Soldati in azione senza codice di guerra

Andrea Nativi

Niente codice penale militare di guerra per i soldati italiani che operano all'estero. È questa l'ennesima, sgradevole, novità che l'Unione regala alle Forze Armate italiane e in particolare ai militari impegnati nelle missioni in Irak ed Afghanistan.

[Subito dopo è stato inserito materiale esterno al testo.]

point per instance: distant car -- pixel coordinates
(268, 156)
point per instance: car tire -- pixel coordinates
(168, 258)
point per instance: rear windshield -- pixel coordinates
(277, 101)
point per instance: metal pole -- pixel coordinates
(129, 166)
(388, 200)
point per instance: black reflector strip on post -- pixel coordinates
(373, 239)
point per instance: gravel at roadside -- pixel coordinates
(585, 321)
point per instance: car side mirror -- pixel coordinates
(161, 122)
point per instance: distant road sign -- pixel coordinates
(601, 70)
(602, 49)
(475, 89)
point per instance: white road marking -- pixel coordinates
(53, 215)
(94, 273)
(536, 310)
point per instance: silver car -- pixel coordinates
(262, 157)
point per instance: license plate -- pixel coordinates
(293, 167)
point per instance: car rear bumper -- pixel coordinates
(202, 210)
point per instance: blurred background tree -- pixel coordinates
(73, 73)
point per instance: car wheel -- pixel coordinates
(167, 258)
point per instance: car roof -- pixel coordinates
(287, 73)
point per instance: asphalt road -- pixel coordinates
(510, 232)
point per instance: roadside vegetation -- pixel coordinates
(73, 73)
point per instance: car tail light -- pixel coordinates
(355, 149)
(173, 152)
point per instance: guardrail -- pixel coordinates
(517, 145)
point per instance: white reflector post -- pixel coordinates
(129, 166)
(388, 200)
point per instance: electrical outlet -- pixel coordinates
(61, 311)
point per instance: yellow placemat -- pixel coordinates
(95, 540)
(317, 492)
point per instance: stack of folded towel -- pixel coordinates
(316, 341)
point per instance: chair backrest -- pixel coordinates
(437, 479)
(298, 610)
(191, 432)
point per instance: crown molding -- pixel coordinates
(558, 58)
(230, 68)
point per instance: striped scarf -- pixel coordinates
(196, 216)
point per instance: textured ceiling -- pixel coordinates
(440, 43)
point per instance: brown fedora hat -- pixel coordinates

L'applicazione del codice militare di guerra ha effetti sia sulle competenze giurisdizionali, sia sulla procedura applicabile sia sulle figure di reato e di fatto è indispensabile quando i nostri contingenti operano in missioni di stabilizzazione e ricostruzione in zone a elevato rischio. Il ricorso al codice militare offre maggiori garanzie a tutela dei militari nel caso si verifichino incidenti, scontri con forze ostili e al tempo stesso prevede sanzioni più severe nel caso vengano commesse violazioni dai nostri soldati. Inoltre include disposizioni a protezione della riservatezza delle informazioni di interesse militare. Sostanzialmente fornisce un complesso di norme più idoneo rispetto a quello contenuto nel codice penale militare di pace quando le nostre truppe sono coinvolte in situazioni tipiche di un conflitto armato, ma che non presentano formalmente i caratteri dello stato di guerra, come di fatto si riscontra in Afghanistan e in Irak.
In passato ogni qual volta si è rifinanziata la partecipazione dei contingenti italiani a queste missioni internazionali si è provveduto con una disposizione specifica a sancire l’applicazione del codice militare di guerra. E regolarmente contro queste disposizioni si sono scatenate le sinistre estreme, Rifondazione Comunista in testa. Ma con il cambio di maggioranza e un nuovo governo le formazioni politiche più moderate dell'Unione hanno ancora una volta ceduto di fronte alle richieste del fronte di estrema sinistra-pacifista, forse ritenendo, erroneamente, che si trattasse di una questione formale o di scarsa importanza. Non è così.
Va anche ricordato che nella passata legislatura la Casa delle libertà aveva avviato una complessiva revisione dei codici militari di pace e di guerra. Il nuovo testo, elaborato dopo interminabili discussioni, per quanto sicuramente perfettibile e con alcuni aspetti discutibili, prevedeva però l'applicazione automatica del codice militare di guerra, opportunamente ammodernato e modificato, in tutte quelle condizioni «grigie», formalmente non di guerra, ma comunque contrassegnate da elevata conflittualità, nelle quali si trovano quotidianamente ad operare i nostri soldati. I partiti della sinistra estrema hanno combattuto un’azione di opposizione sistematica e purtroppo la Cdl, dopo aver ottenuto l'approvazione al Senato, non è riuscita a far superare alla legge il passaggio alla Camera.
In questa legislatura è utopistico che si possa risolvere il problema, anzi, è stata anche abbandonata la soluzione di applicare volta per volta il codice penale di guerra a specifiche missioni. Ora ai nostri contingenti si applicherà un codice militare di pace che è del tutto inadeguato di fronte alla realtà delle odierne operazioni. Davvero un bel successo per l'Unione.